History and physical examination are essential in the diagnosis of CP. EKG may show non-specific ST-T changes. Laboratory investigations may suggest an inflammatory process. Echocardiography is usually the initial imaging test. It assesses pericardial thickness, the motion of the pericardium and the myocardium, motion of the septal wall, ventricular interdependence, and cardiac chambers filling pressures. A combination of findings on echocardiograms can have up to 89% sensitivity and 95% specificity for the diagnosis of CP [4]. Cardiac MRI provides morphological assessment and hemodynamic characteristics in patients with CP. It also determines the extent of the pericardial inflammation and provides input to guide treatment [5]. CT scan can reveal the presence of pericardial calcification in 25% of patients, and aid in the pre-operative assessment [6].

Histopathological demonstration of vasculitis is the confirmatory diagnostic test. Findings of infiltration of the vessel wall by inflammatory cells and neutrophilic nuclear remnants along with accompanying fibrinoid necrosis of the vessel wall are present in most patients with RV [7].

Treatment options for CP include medical and surgical therapy. Medical therapy can be considered for specific etiologies like tuberculous pericarditis and in cases with transient pericarditis. Medical therapy is also used to control symptoms of heart failure (mainly diuretics) when surgery is not feasible. Otherwise, pericardiectomy is the mainstay treatment for early refractory CP and chronic CP. It has high perioperative morbidity and mortality, and thus it should be considered cautiously. 83% of patients who undergo pericardiectomy are free of clinical symptoms [8], with an overall survival rate of around 60% at 10 years [9].

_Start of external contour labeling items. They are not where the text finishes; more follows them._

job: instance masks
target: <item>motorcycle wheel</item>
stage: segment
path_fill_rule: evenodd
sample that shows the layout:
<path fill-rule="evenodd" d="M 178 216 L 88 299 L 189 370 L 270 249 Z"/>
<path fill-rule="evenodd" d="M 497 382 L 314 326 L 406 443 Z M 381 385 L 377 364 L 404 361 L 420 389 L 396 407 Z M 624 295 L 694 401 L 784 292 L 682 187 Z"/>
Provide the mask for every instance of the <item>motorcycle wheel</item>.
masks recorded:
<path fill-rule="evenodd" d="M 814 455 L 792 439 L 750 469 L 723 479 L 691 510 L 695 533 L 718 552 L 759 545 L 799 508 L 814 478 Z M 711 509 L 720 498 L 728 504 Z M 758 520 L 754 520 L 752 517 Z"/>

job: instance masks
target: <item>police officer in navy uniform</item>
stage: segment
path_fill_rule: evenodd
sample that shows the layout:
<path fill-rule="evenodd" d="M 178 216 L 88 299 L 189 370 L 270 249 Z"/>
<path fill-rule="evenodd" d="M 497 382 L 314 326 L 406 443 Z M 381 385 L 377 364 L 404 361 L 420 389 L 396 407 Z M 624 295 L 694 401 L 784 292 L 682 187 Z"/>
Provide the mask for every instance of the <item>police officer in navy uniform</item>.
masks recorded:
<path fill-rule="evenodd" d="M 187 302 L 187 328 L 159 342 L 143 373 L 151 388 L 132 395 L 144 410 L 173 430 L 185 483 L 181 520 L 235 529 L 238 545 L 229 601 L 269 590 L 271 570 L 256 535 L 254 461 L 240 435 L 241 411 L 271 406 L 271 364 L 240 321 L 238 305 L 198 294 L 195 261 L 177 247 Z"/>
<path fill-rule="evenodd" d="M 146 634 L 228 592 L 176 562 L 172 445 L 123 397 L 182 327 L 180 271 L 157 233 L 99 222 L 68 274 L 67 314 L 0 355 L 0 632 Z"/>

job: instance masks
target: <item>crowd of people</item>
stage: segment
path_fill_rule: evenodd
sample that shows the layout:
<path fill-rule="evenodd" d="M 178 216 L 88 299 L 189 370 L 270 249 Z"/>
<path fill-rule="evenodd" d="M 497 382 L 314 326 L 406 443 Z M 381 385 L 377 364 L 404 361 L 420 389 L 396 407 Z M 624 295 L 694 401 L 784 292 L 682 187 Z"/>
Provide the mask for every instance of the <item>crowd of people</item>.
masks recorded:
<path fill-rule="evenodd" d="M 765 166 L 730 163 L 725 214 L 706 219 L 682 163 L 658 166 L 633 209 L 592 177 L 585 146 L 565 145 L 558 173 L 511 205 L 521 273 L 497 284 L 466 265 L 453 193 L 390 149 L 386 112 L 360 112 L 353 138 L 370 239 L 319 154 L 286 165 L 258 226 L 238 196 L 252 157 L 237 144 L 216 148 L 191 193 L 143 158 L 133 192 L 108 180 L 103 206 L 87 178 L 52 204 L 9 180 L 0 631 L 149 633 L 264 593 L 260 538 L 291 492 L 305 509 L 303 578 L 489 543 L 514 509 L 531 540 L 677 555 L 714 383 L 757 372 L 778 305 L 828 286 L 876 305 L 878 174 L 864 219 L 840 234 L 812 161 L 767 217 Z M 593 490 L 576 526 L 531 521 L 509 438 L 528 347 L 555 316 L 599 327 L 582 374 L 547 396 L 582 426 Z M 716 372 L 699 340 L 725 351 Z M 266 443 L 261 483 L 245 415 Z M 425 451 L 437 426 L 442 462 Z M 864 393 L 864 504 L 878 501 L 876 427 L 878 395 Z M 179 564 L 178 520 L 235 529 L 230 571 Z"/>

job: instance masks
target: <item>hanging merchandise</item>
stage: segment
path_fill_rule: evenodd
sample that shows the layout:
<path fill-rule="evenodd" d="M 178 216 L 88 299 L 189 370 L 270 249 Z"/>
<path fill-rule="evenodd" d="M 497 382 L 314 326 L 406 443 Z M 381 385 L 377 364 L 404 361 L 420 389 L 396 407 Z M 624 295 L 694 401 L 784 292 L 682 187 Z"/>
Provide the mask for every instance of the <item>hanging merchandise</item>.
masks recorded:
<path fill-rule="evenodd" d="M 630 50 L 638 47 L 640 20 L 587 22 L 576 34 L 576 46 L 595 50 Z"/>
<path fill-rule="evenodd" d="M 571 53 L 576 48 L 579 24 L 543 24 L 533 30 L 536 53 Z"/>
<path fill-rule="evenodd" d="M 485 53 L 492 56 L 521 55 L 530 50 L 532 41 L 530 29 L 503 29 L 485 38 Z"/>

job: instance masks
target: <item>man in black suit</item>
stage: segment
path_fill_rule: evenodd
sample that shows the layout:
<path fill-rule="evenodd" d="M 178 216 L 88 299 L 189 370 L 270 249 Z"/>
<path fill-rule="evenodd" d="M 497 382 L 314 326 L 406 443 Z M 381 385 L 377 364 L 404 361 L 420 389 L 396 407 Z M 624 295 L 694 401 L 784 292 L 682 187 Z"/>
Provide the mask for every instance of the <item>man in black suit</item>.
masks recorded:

Due to the paucity of randomized trials and rarity of occurrence of RV, there are no established guidelines regarding treatment. Patients usually receive high doses of corticosteroids and immunosuppressive agents. A large, single-center retrospective study reported that two-thirds of patients were treated with corticosteroids and one-third with cyclophosphamide. Other immunosuppressive agents were less commonly used. Biologic agents, including anti-TNF agents, rituximab, and anakinra were also used. Despite treatment, however, mortality rates remain high [10].

Conclusions

CP occurs due to scarring and loss of elasticity of the pericardium. It rarely occurs as a manifestation of vasculitis. RV is an uncommon complication of RA that usually occurs in males with a long-standing history of RA. Despite treatment, both CP and RV pose treatment challenges and have poor survival outcomes.